A 45-member panel of community members and district employees recommended Southwest’s board take the proposal to the voters as an oppor- tunity to set the district up for the next “generation of learners,” Verstuyft said.
Southwest ISD would not need to increase taxes if voters approve the bond because the district has paid enough of its current debt to take on more, Crisp said.
$14.6M indoor facility
About 6,000 students attend Southside ISD, where voters last year approved a bond that paid for construction of the Menchaca Early Childhood Center, additions to Southside High School and the conversion of Losoya Intermediate into a middle school.
That bond had been expected to increase the average Southside ISD homeowner’s tax bill by $7.25 per month, but rising property values allowed the district to subsequently lower its tax rate for debt service by 3 cents per $100, said district spokesman Randy Escamilla.
This year’s proposal would include a $14.6 million multipurpose indoor facility for band, dance, cheerleading, Reserve Officers’ Training Corps and community use, Escamilla said.
It would also renovate locker rooms throughout the district and upgrade the track at Matthey Middle School. The high school would get six tennis courts, and Losoya Middle would get a practice field.
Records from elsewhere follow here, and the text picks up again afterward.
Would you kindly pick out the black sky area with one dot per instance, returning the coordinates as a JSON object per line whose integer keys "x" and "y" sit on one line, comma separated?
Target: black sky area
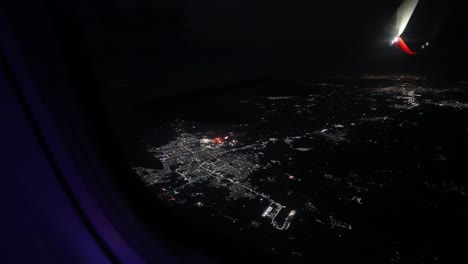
{"x": 177, "y": 46}
{"x": 211, "y": 42}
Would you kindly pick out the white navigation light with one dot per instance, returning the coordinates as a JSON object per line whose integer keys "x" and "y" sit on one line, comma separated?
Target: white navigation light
{"x": 404, "y": 13}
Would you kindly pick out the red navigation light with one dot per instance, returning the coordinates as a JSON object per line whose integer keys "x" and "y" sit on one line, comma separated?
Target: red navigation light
{"x": 217, "y": 140}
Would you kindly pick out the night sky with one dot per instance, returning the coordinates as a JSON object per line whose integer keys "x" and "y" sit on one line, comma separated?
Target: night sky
{"x": 220, "y": 42}
{"x": 179, "y": 46}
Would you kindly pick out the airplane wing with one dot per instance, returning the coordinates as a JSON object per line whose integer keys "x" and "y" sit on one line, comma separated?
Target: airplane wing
{"x": 403, "y": 15}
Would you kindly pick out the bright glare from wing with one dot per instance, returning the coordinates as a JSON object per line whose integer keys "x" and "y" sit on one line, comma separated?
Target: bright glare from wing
{"x": 404, "y": 13}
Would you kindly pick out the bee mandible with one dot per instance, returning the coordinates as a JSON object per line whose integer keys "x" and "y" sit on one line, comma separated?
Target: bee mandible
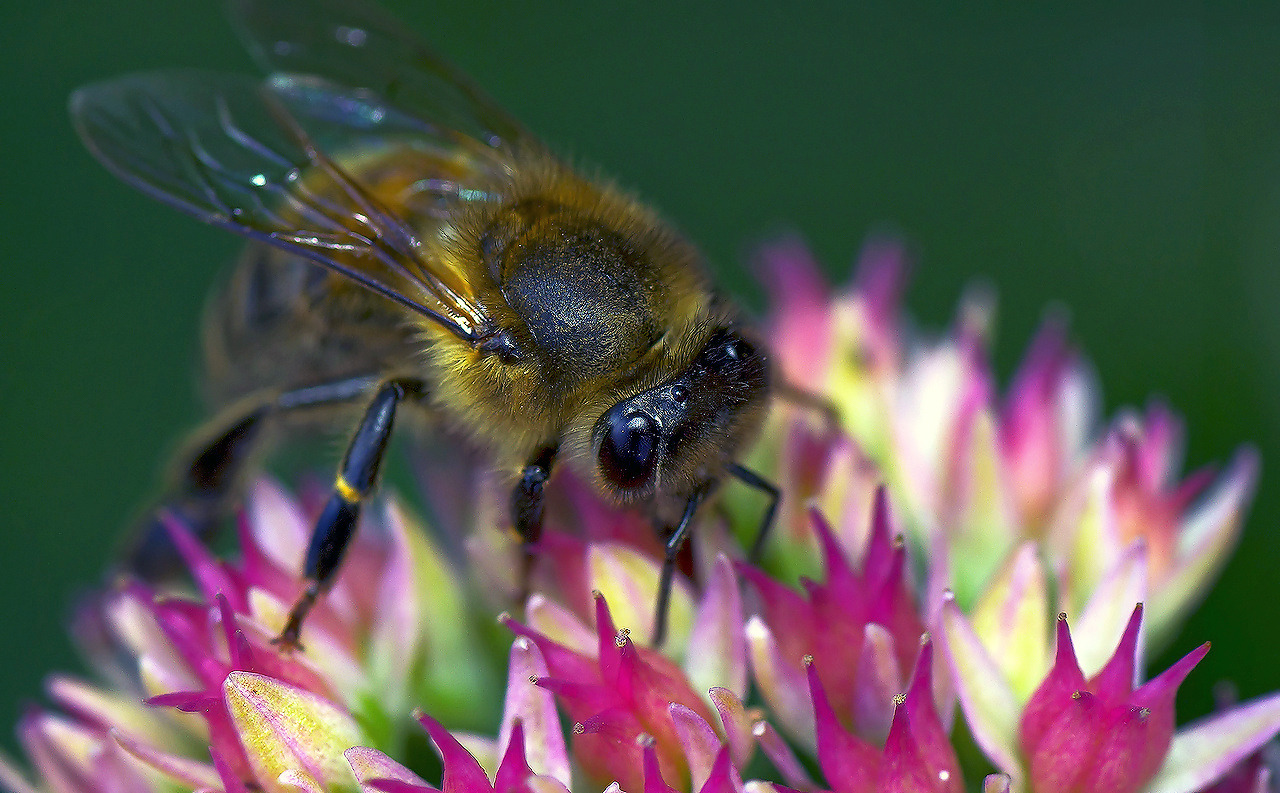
{"x": 415, "y": 248}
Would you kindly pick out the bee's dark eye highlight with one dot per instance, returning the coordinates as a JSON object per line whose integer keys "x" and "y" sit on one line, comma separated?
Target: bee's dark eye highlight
{"x": 629, "y": 448}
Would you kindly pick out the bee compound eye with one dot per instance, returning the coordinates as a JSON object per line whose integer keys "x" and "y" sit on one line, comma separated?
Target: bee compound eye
{"x": 629, "y": 449}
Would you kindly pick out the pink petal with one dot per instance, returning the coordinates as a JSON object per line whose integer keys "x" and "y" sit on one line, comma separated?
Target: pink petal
{"x": 1205, "y": 751}
{"x": 986, "y": 698}
{"x": 717, "y": 646}
{"x": 462, "y": 774}
{"x": 289, "y": 730}
{"x": 699, "y": 742}
{"x": 736, "y": 724}
{"x": 535, "y": 709}
{"x": 371, "y": 768}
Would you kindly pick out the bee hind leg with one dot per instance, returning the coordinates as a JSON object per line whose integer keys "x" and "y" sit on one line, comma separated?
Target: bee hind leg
{"x": 357, "y": 476}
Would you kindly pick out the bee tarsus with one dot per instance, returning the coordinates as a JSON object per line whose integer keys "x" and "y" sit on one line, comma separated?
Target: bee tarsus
{"x": 357, "y": 476}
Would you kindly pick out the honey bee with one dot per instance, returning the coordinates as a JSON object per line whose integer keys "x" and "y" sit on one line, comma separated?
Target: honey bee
{"x": 415, "y": 248}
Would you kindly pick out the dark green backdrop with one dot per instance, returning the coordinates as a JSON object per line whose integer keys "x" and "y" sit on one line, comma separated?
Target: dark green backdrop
{"x": 1123, "y": 165}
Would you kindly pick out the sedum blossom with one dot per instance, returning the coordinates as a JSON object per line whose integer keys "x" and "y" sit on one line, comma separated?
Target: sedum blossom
{"x": 929, "y": 531}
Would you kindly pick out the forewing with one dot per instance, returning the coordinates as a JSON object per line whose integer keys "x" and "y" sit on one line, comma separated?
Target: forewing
{"x": 243, "y": 155}
{"x": 352, "y": 44}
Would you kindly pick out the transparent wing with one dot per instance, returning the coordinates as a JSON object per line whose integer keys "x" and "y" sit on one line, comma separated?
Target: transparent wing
{"x": 242, "y": 155}
{"x": 352, "y": 44}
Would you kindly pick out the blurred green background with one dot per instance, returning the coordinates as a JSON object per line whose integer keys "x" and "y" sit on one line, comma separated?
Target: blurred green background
{"x": 1123, "y": 165}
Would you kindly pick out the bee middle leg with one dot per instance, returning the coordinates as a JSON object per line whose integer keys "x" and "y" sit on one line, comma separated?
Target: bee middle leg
{"x": 357, "y": 476}
{"x": 208, "y": 475}
{"x": 758, "y": 482}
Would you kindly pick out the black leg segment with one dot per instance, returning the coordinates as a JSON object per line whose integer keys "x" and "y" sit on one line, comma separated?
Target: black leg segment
{"x": 755, "y": 481}
{"x": 526, "y": 509}
{"x": 675, "y": 542}
{"x": 208, "y": 473}
{"x": 357, "y": 476}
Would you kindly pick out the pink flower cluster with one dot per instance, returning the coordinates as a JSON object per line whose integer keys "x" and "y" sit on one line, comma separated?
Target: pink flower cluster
{"x": 928, "y": 535}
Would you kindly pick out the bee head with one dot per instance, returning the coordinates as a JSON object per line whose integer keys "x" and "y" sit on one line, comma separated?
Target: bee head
{"x": 680, "y": 432}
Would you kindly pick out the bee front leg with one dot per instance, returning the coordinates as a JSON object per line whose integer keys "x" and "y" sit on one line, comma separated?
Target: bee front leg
{"x": 526, "y": 510}
{"x": 675, "y": 542}
{"x": 357, "y": 476}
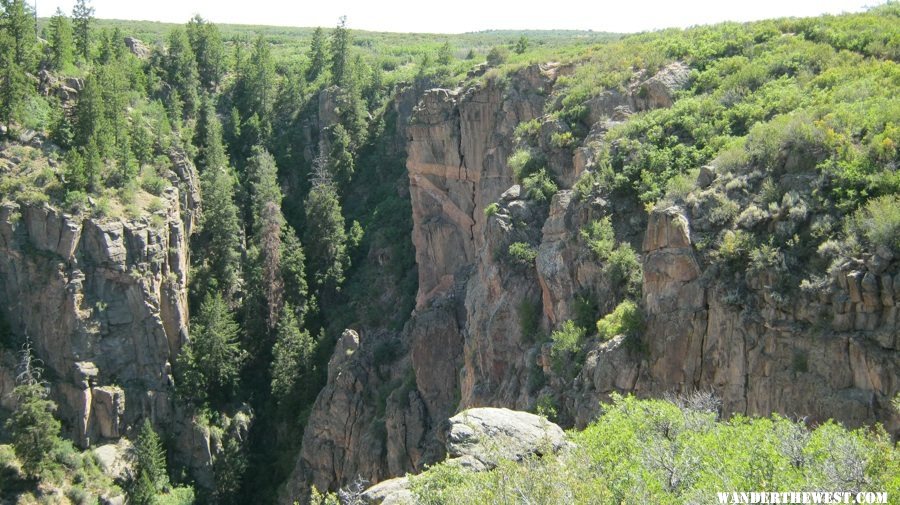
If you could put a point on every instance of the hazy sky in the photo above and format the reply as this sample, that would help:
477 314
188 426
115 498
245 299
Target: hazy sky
456 16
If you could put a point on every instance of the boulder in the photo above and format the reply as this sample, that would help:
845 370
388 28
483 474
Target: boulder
115 459
490 434
389 492
137 47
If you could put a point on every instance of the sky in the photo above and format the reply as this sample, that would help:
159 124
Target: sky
459 16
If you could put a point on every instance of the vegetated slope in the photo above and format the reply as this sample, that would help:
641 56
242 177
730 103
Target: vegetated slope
336 183
296 142
680 210
657 451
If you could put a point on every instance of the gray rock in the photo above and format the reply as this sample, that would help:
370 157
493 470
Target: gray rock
390 492
137 47
114 459
706 177
490 434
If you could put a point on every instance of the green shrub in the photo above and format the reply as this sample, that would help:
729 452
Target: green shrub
567 338
600 237
523 163
735 247
522 254
529 319
539 186
528 131
878 222
156 204
624 269
626 319
791 136
75 201
153 183
497 55
562 140
546 406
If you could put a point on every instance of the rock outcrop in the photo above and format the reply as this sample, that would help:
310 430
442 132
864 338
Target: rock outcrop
474 339
104 302
489 435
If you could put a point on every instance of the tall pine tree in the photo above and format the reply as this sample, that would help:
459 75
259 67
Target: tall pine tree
267 229
83 18
211 361
33 430
209 51
61 43
291 359
219 251
150 478
325 236
317 55
340 45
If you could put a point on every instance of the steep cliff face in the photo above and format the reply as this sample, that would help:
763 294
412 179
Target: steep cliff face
475 336
104 302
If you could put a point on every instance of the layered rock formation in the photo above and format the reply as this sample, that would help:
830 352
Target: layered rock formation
104 302
474 337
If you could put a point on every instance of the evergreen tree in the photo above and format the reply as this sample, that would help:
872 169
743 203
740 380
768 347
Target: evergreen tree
14 86
291 356
83 17
325 236
150 478
341 160
91 114
293 273
260 83
522 45
317 58
229 468
180 68
61 43
17 21
209 51
340 45
141 140
220 237
267 229
33 430
211 361
445 54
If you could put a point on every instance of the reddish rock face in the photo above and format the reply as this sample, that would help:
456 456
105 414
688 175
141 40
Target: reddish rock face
832 353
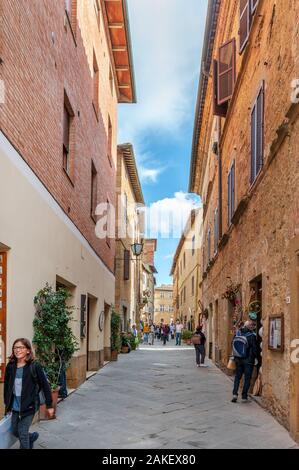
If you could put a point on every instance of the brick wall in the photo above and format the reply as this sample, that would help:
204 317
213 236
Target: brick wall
258 243
41 61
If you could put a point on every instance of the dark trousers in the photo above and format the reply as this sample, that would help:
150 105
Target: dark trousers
200 354
20 429
246 369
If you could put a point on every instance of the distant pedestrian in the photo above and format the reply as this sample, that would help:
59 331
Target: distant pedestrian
199 341
172 330
245 353
146 332
178 333
166 331
152 335
21 392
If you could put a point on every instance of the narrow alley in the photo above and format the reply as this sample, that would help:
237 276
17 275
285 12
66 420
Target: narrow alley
156 398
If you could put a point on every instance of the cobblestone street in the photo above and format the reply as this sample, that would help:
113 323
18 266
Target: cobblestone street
156 398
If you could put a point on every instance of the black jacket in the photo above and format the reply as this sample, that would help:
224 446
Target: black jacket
252 352
30 389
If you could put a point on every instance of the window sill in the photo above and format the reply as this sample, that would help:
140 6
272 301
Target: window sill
69 177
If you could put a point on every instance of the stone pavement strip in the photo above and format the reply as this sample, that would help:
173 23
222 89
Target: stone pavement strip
156 398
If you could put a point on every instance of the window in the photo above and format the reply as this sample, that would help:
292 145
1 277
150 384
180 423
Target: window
247 10
218 110
216 231
98 13
257 136
94 191
67 130
95 97
71 11
231 194
126 265
226 71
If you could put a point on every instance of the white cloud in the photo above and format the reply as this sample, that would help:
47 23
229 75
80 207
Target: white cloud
149 175
167 218
169 256
166 39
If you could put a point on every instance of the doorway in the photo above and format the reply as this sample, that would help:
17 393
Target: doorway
3 321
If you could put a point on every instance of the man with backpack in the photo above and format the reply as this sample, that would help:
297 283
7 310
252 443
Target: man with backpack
245 353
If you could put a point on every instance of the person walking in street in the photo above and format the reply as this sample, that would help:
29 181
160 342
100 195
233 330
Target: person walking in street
146 333
152 335
199 341
172 330
21 391
166 331
178 333
245 352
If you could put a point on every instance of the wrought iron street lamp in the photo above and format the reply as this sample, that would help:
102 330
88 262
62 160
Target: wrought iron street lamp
137 249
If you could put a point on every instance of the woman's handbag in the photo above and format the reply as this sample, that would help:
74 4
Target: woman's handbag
7 439
196 340
231 364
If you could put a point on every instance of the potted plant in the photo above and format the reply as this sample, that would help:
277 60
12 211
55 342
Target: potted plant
53 339
125 344
115 335
186 336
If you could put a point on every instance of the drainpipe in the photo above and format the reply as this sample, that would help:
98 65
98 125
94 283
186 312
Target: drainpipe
219 179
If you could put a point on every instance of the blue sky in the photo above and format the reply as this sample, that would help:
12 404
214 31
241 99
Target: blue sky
167 37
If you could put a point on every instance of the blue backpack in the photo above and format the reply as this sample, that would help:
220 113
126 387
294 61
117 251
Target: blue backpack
240 345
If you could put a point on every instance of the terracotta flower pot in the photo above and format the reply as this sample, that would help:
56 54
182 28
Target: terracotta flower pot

Improvements to parking and security at the district’s stadium and pedestrian walkways and lighting in parking lots also would be funded.
“The academic issues that we addressed in Bond 2017 were pressing issues regarding the growth in our district,” Escamilla said. “We knew we’d face pushback to athletic enhancements and we did not want to jeopardize the passage of the academic bond. ... These are all needs that our community and leadership team examined, and since there was no increase in property taxes, it was felt that this was the best decision for the needs of our community.”